The roots of prejudice lie in the human being and cannot be eradicated with a trick of technology. Certainly we cannot be more fully human toward each other by being less human, less there, less in view.
Moreover, we discriminate against each other quite as easily on the basis of belief and other intangibles as on the basis of appearance. As long as anything of the person remains, there's something to discriminate against. If prejudice easily "disappears" across the Net, it is because the person himself easily disappears.
But getting rid of the other person in this way begins to sound suspiciously like "termination with extreme prejudice."
The difficult truth of the matter is that we cannot overcome prejudice except by overcoming prejudice. Putting temptation out of sight may be the most prejudicial action of all. If I would accept the other person, I must accept him in all his particularity.
I rise above the external, not by ignoring it, but by reading it. This is true in all things. The color and shapes of ink upon the book's page fall from consciousness only when I grasp their meaning as text. The outer forms then express a world of inner significances.
In the same way, a friend's face leads me on an inward journey toward his true self. How else can I know him, except through some sort of physical expression? But I must learn to look through this surface, and with its indispensable help discover the one who is expressing himself.

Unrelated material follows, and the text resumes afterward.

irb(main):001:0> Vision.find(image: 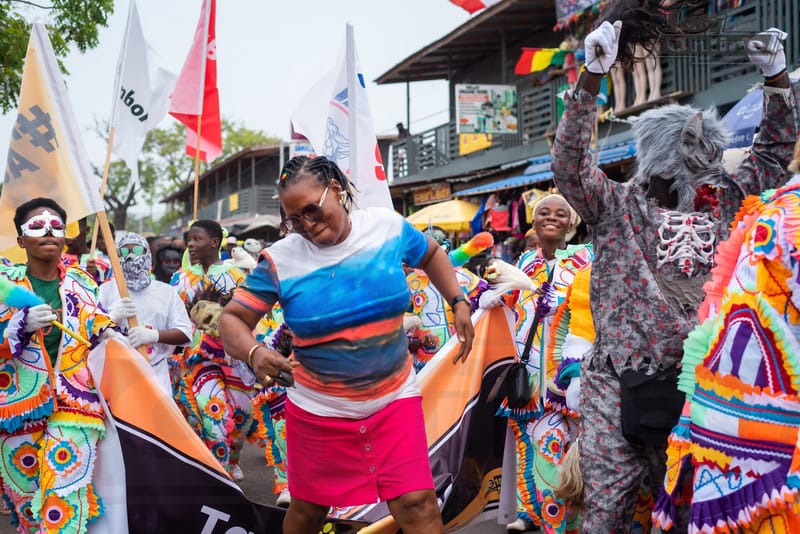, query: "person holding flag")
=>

In other words, I transcend his external features if, accepting them, I make a revelation of them. Only when I grasp the inner life of a revelation does its outer husk drop away. I cannot ignore the ink on the page if I would read the words -- and yet, when I do read, it is no longer the ink I am aware of, but the thoughts and feelings expressed.
When, on the other hand, I ignore the outer traits instead of reading them, I also ignore the person. But this is an insult. Moreover, the utter blank that results from my refusal to read cannot be sustained. I end up projecting my own subconscious upon it.
The Jews of the Third Reich knew what it was to carry the hidden qualities of others. It would have been far better if the Nazis had really looked at the faces of the Jews. The faces might have been read, revealing the human beings within; the blank could only be projected upon.
The infamous Net flame today betrays a similar refusal to see or engage the other person. More broadly, the entire culture of the Net, in trying to make a virtue out of blind disconnection, is sinking toward a kind of collective autism in which the darker powers of the human subconscious can find easiest release.
But the extravagant nonsense about the liberating power of anonymity has at least this value: it alerts us to the dangers we're up against. The blankness of the Net, the distance between conversants, the shifting personas, the dizzying succession of far-flung connections, the pitifully narrow channel for shared activities -- perhaps even the hypnotic qualities of the computer screen itself -- all powerfully invite us to project ourselves into the electronic ether under the illusion that we are getting to know each other.
One classic expression of psychological projection is head-over-heels infatuation. We need not be surprised, therefore, at the unsuppressed infatuational energy -- the downright frenzy -- amid which the Internet has burst upon the national scene over the past few years. It has not been a time of clear-sighted assessment.
Yet, clear-sightedness is exactly what is being demanded of us. We must rise above the celebration of anonymity. We must reject the notion that there is a technological fix for prejudice. And above all we must find a way to rediscover and read fully embodied selves across the great gulf of the Net -- an accomplishment that has long been eluding us even in face-to-face contexts.
The alternative is to treat each other like so many abstractions -- an alternative on vivid display in the prejudice-borne conflicts currently tearing our globe apart. Is it a coincidence that these conflicts have flared up so visibly just as the false gospel of Net- induced brotherhood was gaining sway? Or does the same, blind inattention to the concrete presence of our fellows underlie both the gospel and the warfare?